For further comparison, we also fit a Varying Coefficient Neural Network. As with Varying Coefficient Boosting, we use the geographical features for the coefficient functions. The remaining features are used as regressors. Our neural model is implemented in PyTorch, too, using the nn module. Overall, it’s a simple network with only one hidden layer:

class VaryingCoefficientNeuralNetwork(nn.Module):
    def __init__(self, input_dim, varying_input_dim, hidden_dim):
        super(VaryingCoefficientNeuralNetwork, self).__init__()
        self.input_dim = input_dim
        self.varying_input_dim = varying_input_dim
        self.hidden_dim = hidden_dim

        self.fc1 = nn.Linear(varying_input_dim, hidden_dim)
        self.fc2 = nn.Linear(hidden_dim, hidden_dim)
        self.fc3 = nn.Linear(hidden_dim, input_dim+1)

    def forward(self, x, x_varying):
        varying_coeffs = self.fc3(torch.relu(self.fc2(torch.relu(self.fc1(x_varying)))))
        x_with_ones = torch.cat([torch.ones(x.shape[0], 1), x], 1)

        result = torch.sum(x_with_ones * varying_coeffs, 1) 
        return result

    def predict_coefficients(self, x_varying):
        varying_coeffs = self.fc2(nn.Softplus()(self.fc1(x_varying)))
        return varying_coeffs

np.random.seed(123)
torch.manual_seed(123)

model_net = VaryingCoefficientNeuralNetwork(input_dim=X_train_reg.shape[1]+1, varying_input_dim=X_train_coeff.shape[1], hidden_dim=10)
criterion = nn.MSELoss()
optimizer = optim.Adam(model_net.parameters(), lr=0.001)

X_train_reg_tensor = torch.tensor(X_train_reg).float()
X_train_reg_tensor = torch.cat([torch.ones(X_train_reg_tensor.shape[0], 1), X_train_reg_tensor], 1)

X_test_reg_tensor = torch.tensor(X_test_reg).float()
X_test_reg_tensor = torch.cat([torch.ones(X_test_reg_tensor.shape[0], 1), X_test_reg_tensor], 1)

X_train_coeff_tensor = torch.tensor(X_train_coeff).float()
X_test_coeff_tensor = torch.tensor(X_test_coeff).float()

y_train_tensor = torch.tensor(y_train).float()

num_epochs = 5000
for epoch in range(num_epochs):
    optimizer.zero_grad()
    outputs = model_net(X_train_reg_tensor, X_train_coeff_tensor)
    loss = criterion(outputs, y_train_tensor)
    loss.backward()
    optimizer.step()

predictions = model_net(X_test_reg_tensor, X_test_coeff_tensor)

rmse_var_coeff_net = np.sqrt(np.mean((predictions.detach().numpy() - y_test)**2))

print(f"RMSE for Varying Coefficient Boosting: {rmse_varcoeff}")
print(f"RMSE for Gradient Boosting: {rmse_gb}")
print(f"RMSE for varying coefficient Neural Network: {rmse_var_coeff_net}")

RMSE for Varying Coefficient Boosting: 0.5317
RMSE for Gradient Boosting: 0.4893
RMSE for varying coefficient Neural Network: 0.6654

By giving up a minor amount of accuracy, we can get a model that is much more interpretable.
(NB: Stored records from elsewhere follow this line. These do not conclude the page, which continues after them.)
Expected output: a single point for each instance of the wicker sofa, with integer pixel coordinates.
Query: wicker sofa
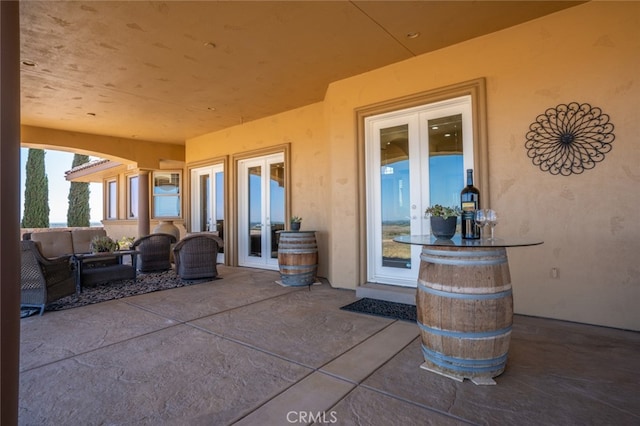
(54, 244)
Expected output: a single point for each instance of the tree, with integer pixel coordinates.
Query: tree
(78, 212)
(36, 192)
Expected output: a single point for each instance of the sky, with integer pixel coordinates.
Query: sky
(56, 163)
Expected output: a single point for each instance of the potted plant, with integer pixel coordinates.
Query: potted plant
(103, 244)
(443, 220)
(295, 223)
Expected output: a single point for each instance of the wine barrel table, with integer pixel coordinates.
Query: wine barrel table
(464, 305)
(297, 258)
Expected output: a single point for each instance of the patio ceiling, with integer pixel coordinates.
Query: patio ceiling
(168, 71)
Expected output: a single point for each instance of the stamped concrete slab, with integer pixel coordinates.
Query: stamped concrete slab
(366, 407)
(179, 375)
(199, 300)
(61, 334)
(544, 383)
(302, 326)
(308, 401)
(364, 359)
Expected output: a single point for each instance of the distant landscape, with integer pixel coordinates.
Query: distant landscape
(391, 249)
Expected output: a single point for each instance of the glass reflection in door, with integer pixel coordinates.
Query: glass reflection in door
(254, 211)
(395, 190)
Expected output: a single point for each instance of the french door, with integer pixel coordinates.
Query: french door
(415, 158)
(261, 210)
(207, 201)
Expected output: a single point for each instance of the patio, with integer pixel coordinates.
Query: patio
(245, 350)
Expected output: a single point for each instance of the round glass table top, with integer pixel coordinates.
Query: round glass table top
(458, 241)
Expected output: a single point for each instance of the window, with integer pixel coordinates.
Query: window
(132, 202)
(112, 199)
(166, 194)
(413, 152)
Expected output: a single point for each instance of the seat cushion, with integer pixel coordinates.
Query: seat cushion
(81, 239)
(54, 243)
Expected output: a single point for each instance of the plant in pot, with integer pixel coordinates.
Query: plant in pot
(295, 223)
(103, 244)
(443, 220)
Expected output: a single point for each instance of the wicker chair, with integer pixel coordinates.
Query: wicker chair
(154, 252)
(196, 255)
(43, 280)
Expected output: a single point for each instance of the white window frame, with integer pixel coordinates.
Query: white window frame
(131, 196)
(111, 199)
(154, 196)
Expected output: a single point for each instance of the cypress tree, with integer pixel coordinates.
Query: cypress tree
(78, 212)
(36, 192)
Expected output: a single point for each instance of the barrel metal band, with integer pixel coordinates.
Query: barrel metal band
(473, 296)
(464, 335)
(297, 267)
(464, 365)
(464, 258)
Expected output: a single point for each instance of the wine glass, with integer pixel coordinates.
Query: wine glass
(492, 220)
(481, 220)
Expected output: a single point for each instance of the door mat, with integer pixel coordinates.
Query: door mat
(145, 283)
(382, 308)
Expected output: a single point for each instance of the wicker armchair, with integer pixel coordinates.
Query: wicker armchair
(154, 252)
(196, 255)
(43, 280)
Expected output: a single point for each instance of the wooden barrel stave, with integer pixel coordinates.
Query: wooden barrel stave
(298, 258)
(465, 311)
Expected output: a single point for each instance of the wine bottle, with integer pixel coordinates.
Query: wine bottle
(469, 203)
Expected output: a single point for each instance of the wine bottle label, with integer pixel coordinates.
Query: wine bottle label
(468, 206)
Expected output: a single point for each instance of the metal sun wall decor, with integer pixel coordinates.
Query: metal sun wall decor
(569, 138)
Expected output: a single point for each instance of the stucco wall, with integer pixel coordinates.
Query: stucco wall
(304, 130)
(589, 53)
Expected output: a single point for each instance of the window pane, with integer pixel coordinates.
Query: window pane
(166, 183)
(166, 194)
(255, 211)
(446, 174)
(133, 197)
(112, 194)
(166, 206)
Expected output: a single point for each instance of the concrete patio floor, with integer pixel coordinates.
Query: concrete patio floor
(244, 350)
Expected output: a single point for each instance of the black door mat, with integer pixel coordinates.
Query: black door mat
(382, 308)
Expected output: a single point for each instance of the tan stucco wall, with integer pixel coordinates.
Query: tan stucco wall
(589, 53)
(143, 154)
(304, 130)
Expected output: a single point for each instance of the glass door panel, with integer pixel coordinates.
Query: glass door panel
(218, 224)
(415, 158)
(276, 205)
(394, 196)
(205, 203)
(254, 212)
(207, 198)
(261, 194)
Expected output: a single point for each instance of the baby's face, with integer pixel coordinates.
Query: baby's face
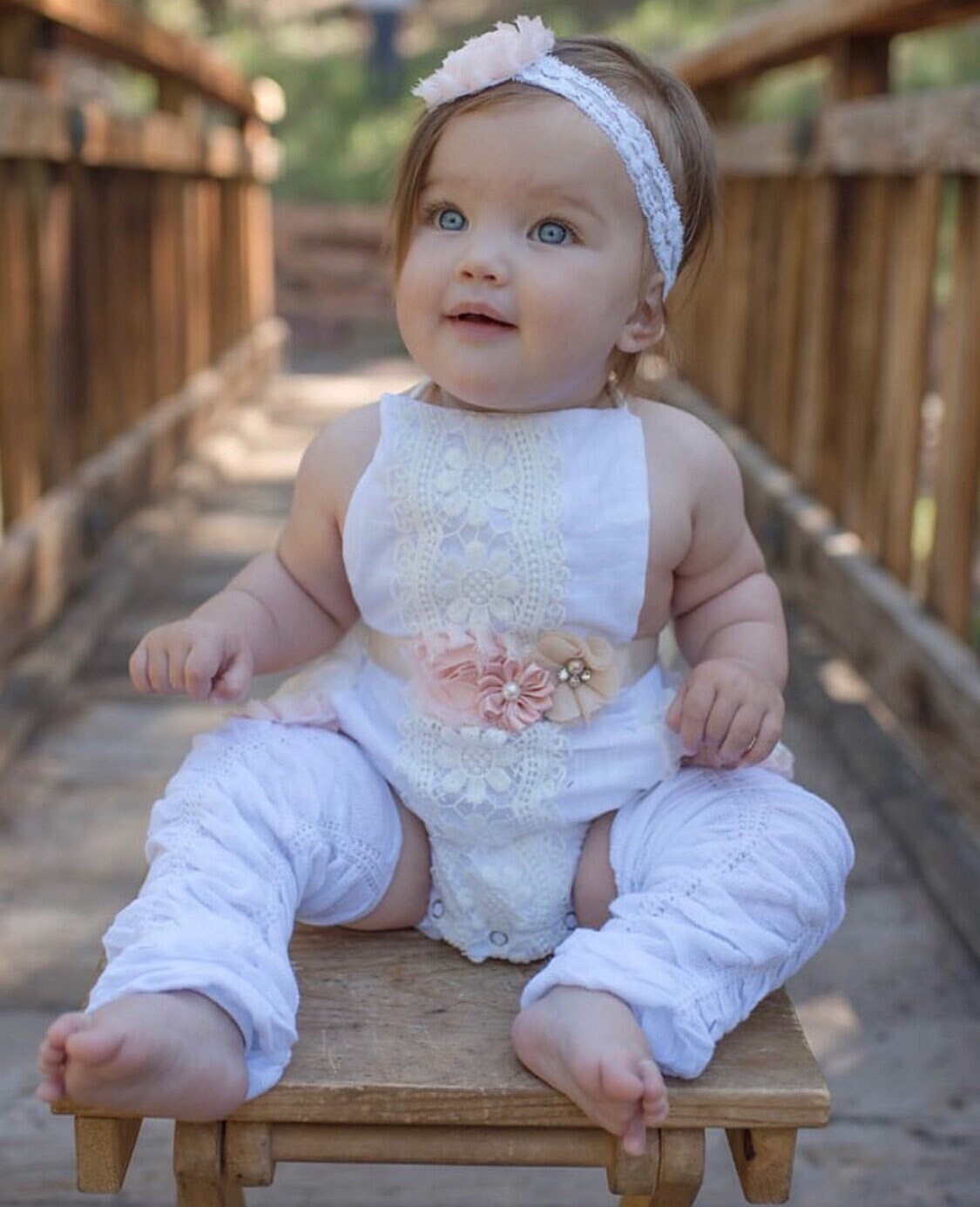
(525, 267)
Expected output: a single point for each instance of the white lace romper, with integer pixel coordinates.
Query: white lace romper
(514, 526)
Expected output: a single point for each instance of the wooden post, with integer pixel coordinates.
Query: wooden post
(950, 588)
(104, 1148)
(764, 1160)
(199, 1167)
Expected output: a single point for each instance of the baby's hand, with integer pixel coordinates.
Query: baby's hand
(196, 657)
(727, 715)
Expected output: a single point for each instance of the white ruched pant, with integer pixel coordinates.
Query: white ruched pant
(727, 884)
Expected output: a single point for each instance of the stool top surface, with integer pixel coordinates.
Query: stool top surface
(395, 1028)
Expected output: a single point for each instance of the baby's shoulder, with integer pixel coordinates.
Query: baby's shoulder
(341, 451)
(679, 435)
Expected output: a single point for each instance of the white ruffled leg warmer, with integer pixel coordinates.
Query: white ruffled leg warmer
(728, 884)
(262, 824)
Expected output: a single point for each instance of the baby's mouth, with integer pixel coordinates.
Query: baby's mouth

Now, we can visualize the coefficients on a map:

# Define the range of latitude and longitude
lat_range = np.linspace(np.min(X_train_coeff[:, 0]), np.max(X_train_coeff[:, 0]), 100)
lon_range = np.linspace(np.min(X_train_coeff[:, 1]), np.max(X_train_coeff[:, 1]), 100)

# Create the meshgrid
lat_mesh, lon_mesh = np.meshgrid(lat_range, lon_range)

# Flatten the meshgrid
lat_lon_mesh = np.concatenate([lat_mesh.reshape(-1, 1), lon_mesh.reshape(-1, 1)], 1)  

# Predict using the model
predictions = model._predict_coeffs(lat_lon_mesh)[:,1]

# Create a basemap
m = Basemap(llcrnrlon=np.min(X_train_coeff[:, 1]), llcrnrlat=np.min(X_train_coeff[:, 0]),
            urcrnrlon=np.max(X_train_coeff[:, 1]), urcrnrlat=np.max(X_train_coeff[:, 0]),
            projection='lcc', lat_0=np.mean(X_train_coeff[:, 0]), lon_0=np.mean(X_train_coeff[:, 1]))

# Create a contour plot
plt.figure(figsize=(15, 15))
m.contourf(lon_mesh, lat_mesh, predictions.reshape(lat_mesh.shape), cmap='coolwarm',latlon=True, levels=200)
plt.colorbar(label='Predictions')
m.scatter(X[:, -1], X[:, -2], latlon=True, c=y, s=2)
m.drawcoastlines()
m.drawstates()
m.drawcountries()

plt.title('MedianIncome Coefficient (standardized)')
plt.show()

Varying MedianIncome coefficient over California - estimated via Varying Coefficient Boosting. — Varying MedianIncome coefficient over California – estimated via Varying Coefficient Boosting.

We see that the effect of MedInc is relatively stable throughout most of the area. In some coastal regions, particularly around Los Angeles and San Franscico, the effect of Median Income is slightly higher. Compare this to the estimated, coefficient according to the Varying Coefficient Neural Network:

# Predict using the model
predictions = model_net.predict_coefficients(torch.tensor(lat_lon_mesh).float())[:,1].detach().numpy()

# Create a basemap
m = Basemap(llcrnrlon=np.min(X_train_coeff[:, 1]), llcrnrlat=np.min(X_train_coeff[:, 0]),
            urcrnrlon=np.max(X_train_coeff[:, 1]), urcrnrlat=np.max(X_train_coeff[:, 0]),
            projection='lcc', lat_0=np.mean(X_train_coeff[:, 0]), lon_0=np.mean(X_train_coeff[:, 1]))

# Create a contour plot
plt.figure(figsize=(15, 15))
m.contourf(lon_mesh, lat_mesh, predictions.reshape(lat_mesh.shape), cmap='coolwarm',latlon=True, levels=200)
plt.colorbar(label='Predictions')
m.scatter(X[:, -1], X[:, -2], latlon=True, c=y, s=2)
m.drawcoastlines()
m.drawstates()
m.drawcountries()

plt.title('MedianIncome Coefficient (standardized; Neural Network estimate)')
plt.show()

Varying MedianIncome coefficient over California – estimated via Varying Coefficient Neural Network.

With the Varying Coefficient Neural Network, coefficient variation is much different from before. Instead of rectangular areas, the coefficients are now varying much more smoothly. This is obviously due to Neural Networks only being able to model smooth functions. Boosted Trees, on the other hand, can also account for non-smooth functions that change rapidly within a small area. With regard to geospatial data, this can obviously be limiting – here, for example, if neighborhood conditions change rather rapidly.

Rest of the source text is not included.